Ama tabii ki PlayStation için gerçekliği bükmeye çalışan tek yönetmen o değildi. PS2’nin basılı reklamlarında Trainspotting, The Matrix ve Requiem for a Dream göndermeleri vardı; sıradan hayatı sürreal soyutlamalarla yan yana getiriyorlardı. 1996’da Glastonbury’de dağıtılan tartışmalı bir broşür konsolu “More Powerful than God” olarak ilan etmişti. Bu, Sony’nin yıkıcı sloganlara olan iştahının erken bir işaretiydi. Altındaki mantık basitti: gerçek hayat sıkıcı; PlayStation’la gerçekten ne kadar uzaklaşmak istersin?
Bu reklamları radikal hissettiren şey, rüya mantığını benimsemeleriydi. Bir oyunu özetlemiyor, özellikleri listelemiyorlardı; ruh halleri yaratıyor ve izleyicilerin kendi fantezilerini projekte etmelerine izin veriyorlardı. Bugünün reklamları, sosyal medya dikkat süreleriyle kısıtlandığı için nadiren böyle sapmalara alan tanıyor. Hatta Lynch bile bu kaymayı fark etmişti. 2008’de verdiği bir röportajda filmlerin telefondan izlenmesine öfkeyle çıkmıştı: “You’ll think you have experienced it, but you’ll be cheated. It’s such a sadness, that you think you’ve seen a film, on your fking telephone. Get real!” Bu çıkış sadece ekran boyutuyla ilgili değil, sanatın tüketildiği bağlamla ilgiliydi.

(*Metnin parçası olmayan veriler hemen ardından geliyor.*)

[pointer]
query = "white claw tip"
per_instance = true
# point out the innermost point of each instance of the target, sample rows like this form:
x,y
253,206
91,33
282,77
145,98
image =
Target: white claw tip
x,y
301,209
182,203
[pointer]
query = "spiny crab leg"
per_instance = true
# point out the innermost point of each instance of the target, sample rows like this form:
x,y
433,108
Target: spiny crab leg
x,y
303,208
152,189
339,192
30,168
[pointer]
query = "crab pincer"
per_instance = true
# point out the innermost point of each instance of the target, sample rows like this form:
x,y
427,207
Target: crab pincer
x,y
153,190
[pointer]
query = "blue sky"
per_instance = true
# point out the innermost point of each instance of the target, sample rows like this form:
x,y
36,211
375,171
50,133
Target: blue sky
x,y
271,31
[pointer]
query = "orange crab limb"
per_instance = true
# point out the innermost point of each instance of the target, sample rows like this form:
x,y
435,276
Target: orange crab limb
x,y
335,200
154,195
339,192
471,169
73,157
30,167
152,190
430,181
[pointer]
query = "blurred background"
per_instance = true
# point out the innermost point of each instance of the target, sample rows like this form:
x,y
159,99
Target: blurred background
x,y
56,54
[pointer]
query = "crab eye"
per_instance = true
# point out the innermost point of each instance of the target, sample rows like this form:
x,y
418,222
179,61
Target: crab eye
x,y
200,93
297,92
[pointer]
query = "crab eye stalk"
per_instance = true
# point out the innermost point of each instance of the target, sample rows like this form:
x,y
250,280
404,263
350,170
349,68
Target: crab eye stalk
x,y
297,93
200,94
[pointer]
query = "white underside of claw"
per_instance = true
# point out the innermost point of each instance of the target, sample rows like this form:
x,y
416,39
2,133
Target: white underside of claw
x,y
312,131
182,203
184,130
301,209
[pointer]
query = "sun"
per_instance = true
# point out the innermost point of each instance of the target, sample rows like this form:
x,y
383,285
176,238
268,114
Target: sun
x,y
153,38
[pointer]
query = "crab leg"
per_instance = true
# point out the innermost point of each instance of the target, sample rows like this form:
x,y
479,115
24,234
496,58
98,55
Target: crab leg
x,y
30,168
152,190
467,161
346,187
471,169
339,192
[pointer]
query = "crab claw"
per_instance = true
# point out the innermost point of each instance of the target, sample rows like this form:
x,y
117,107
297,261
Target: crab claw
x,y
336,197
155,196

O yüzden kendinize sorun: En son ne zaman bir reklam gerçekten aklınızda kaldı? Cidden sorun. Ve göreceksiniz ki sanatı reklamlardan söküp atan sadece AAA stüdyoları değil, biz de tüketime tembelce yaklaşarak bunda rol oynadık. Daha yaratıcı araçlara her zamankinden daha fazla erişimimiz varken, yaratıcılığın elimizden kayıp gitmesi gerçekten inanılmaz. Modern dünyanın Schrödinger kedisi paradoksuna hoşgeldiniz.